楓
※※※
夢ちゃんの様子を見る為に保健室へと向かっている途中、女の子に捕まってしまいすっかりと遅くなってしまった。
最近、夢ちゃんに避けられ続けていた俺は、今日、久方ぶりに夢ちゃんに触れたような気がする。
そんなことを考えながらも、保健室で見た夢ちゃんの姿を思い出すーー
首元に付けられた、いくつかの痕。あれは、奏多に無理矢理付けられたのだろう。
奏多とだって、本当は付き合ってなどいないはず。それは、見ていればわかること。
奏多を見る夢ちゃんの瞳は、酷く怯えているからーー
(夢ちゃん、まだいるかな……)
「奏多っ!! 夢を離してっ! やめてっ! ……やめてよ!!!」
ーーー!?
保健室の近くまで来てみると、突然聞こえてきた争うような大きな声。
次の瞬間ーー
奏多に無理矢理引っ張られている夢ちゃんと、それを必死に止めようとしている優雨ちゃんが、もつれるようにして保健室から出てきた。
「ーー何やってるんだよ!」
俺はそう叫ぶと3人の元へと駆け寄り、奏多の肩をグッと掴んだ。
「……奏多。何やってんの?」
チラリと目線を下へと向けてみると、奏多に腕を掴まれた夢ちゃんが泣いている。
その横に視線を移してみると、今にも泣き出しそうな顔をしている優雨ちゃんの姿がある。
「……何? この状況。奏多、何やってんの?」
「楓には関係ないよ」
冷めた顔をした奏多が、チラリと俺に視線を向ける。
「夢を離してっ!……夢を離してよっ!!」
奏多の腕を掴んでいる優雨ちゃんが、必死に奏多から夢ちゃんを引き離そうとする。
「離してあげなよ……。夢ちゃん、泣いてるよ」
俺は奏多の腕を掴むと、その手にギュッと力を込めた。
それでも全く離そうとする気配のない奏多に、掴んだ腕をグッと持ち上げると無理矢理夢ちゃんから引き離す。
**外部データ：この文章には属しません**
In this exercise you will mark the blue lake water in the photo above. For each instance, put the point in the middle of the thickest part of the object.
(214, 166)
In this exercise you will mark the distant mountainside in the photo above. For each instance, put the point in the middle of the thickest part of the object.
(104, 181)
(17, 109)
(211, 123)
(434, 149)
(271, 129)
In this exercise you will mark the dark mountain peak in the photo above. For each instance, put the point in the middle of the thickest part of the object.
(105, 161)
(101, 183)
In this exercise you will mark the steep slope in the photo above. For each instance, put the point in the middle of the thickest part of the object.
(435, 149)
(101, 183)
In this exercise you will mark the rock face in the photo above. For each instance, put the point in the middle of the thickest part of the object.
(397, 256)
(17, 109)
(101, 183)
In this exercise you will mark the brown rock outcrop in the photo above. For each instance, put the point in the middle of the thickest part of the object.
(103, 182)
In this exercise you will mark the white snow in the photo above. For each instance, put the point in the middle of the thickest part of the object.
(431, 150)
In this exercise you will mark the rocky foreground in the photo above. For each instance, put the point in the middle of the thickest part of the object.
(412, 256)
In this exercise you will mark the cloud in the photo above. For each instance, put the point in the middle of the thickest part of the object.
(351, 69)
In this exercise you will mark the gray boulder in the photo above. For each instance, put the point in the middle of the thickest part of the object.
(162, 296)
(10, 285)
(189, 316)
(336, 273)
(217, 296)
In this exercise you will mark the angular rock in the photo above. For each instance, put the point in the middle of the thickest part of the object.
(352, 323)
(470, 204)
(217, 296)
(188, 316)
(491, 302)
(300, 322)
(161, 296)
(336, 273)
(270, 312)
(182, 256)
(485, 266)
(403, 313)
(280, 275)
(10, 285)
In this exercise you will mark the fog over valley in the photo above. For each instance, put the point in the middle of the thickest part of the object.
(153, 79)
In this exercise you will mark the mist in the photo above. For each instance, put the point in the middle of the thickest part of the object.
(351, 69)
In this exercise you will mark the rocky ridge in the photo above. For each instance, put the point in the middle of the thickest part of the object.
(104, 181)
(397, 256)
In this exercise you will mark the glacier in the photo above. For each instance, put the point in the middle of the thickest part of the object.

「奏多……。最近、おかしいよ? どうしたの? 夢ちゃん泣かせるなよ」
「……楓には関係ないって言っただろ」
そう言って俺を睨みつける奏多。
「夢っ……。大丈夫?」
奏多から解放された夢ちゃんをそっと抱きしめると、心配そうに顔を覗き込む優雨ちゃん。
ーーすると、それを見た奏多が突然声を荒げた。
「夢に触るなっ!」
突然の怒声に、ビクリと肩を揺らして驚いた優雨ちゃん。その腕の中で、怯えた夢ちゃんが小さく身体を縮こませる。
「やめろよ、奏多!」
奏多の肩を掴むと、今にも夢ちゃん達に向かって行きそうなその動き止める。
奏多はそんな俺の手を振り払うと、俺の胸倉を掴んで鋭く睨みつけた。